Protesters held a demonstration on the Cromwell Road railway embankment in an attempt to halt the start of work to remove trees, which Network Rail claims could cause instability on the track.
The protesters, many of whom were local residents, are concerned that the works would take place during the bird-breeding season when many are nesting in the trees.
A five-hour long protest, during which three female protesters in their 50s and 60s chained themselves to a tree on the embankment, started at 7.30am with campaigners brandishing placards bearing slogans including “stop the slaughter of wildlife“.
The demonstration was called off after Network Rail informed campaigners in writing that it was halting the works until September, after the bird breeding season has finished.
The statement by Network Rail fulfils two of the protesters’ three demands. One campaigner told Channel 4 News that they would now concentrate on persuading Network Rail to agree to their remaining demand, for better consultation with residents and the use of truly independent conservation experts.

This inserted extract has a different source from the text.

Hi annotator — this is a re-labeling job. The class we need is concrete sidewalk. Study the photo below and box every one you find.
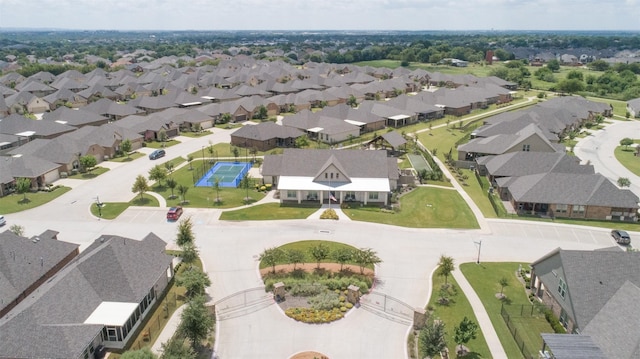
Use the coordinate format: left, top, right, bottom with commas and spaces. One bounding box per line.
452, 269, 508, 359
151, 304, 186, 355
306, 204, 351, 221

“Whitstable people are now claiming this as a victory,” said Julie Wassmer, who was among the three who had chained themselves to the tree. “Today, Network Rail are now aware that the people of Whitstable are not backing off.”
The rail infrastructure operator planned to start removing the trees because of concerns about subsidence caused by their roots.
An independent ecologist carried out an assessment this morning on behalf of Network Rail to determine how many birds’ nests were in the affected trees.
Fiona Taylor, Network Rail’s route managing director for Kent, said: “After a thorough inspection with an independent ecologist, the work to remove selected trees along this stretch of railway has been postponed owing to the suspected number of nesting birds.
“Because this work is essential for the future safety of the railway, we will return at a later date to complete it once the nests have been vacated. Residents will receive a minimum of 10 days’ notice before the start date and we will carry out a full inspection before the work begins.”
The trees had already been given a temporary stay of execution after plans to remove them in April were put on hold.
Mark Thomas, an RSPB investigations officer, said: “The attempts by Network Rail to clear trackside vegetation from a line in Kent is a useful reminder to everyone that the nests of all wild birds are protected by law during the nesting season.
“Thanks to protests the RSPB, Kent and British Transport Police, and not least local campaigners, Network Rail are aware of this.
We now trust they will plan their track clearance work outside the bird-nesting season where they will be able to carry out essential work without causing environmental damage and sparking the outrage of communities who care about their local wildlife.”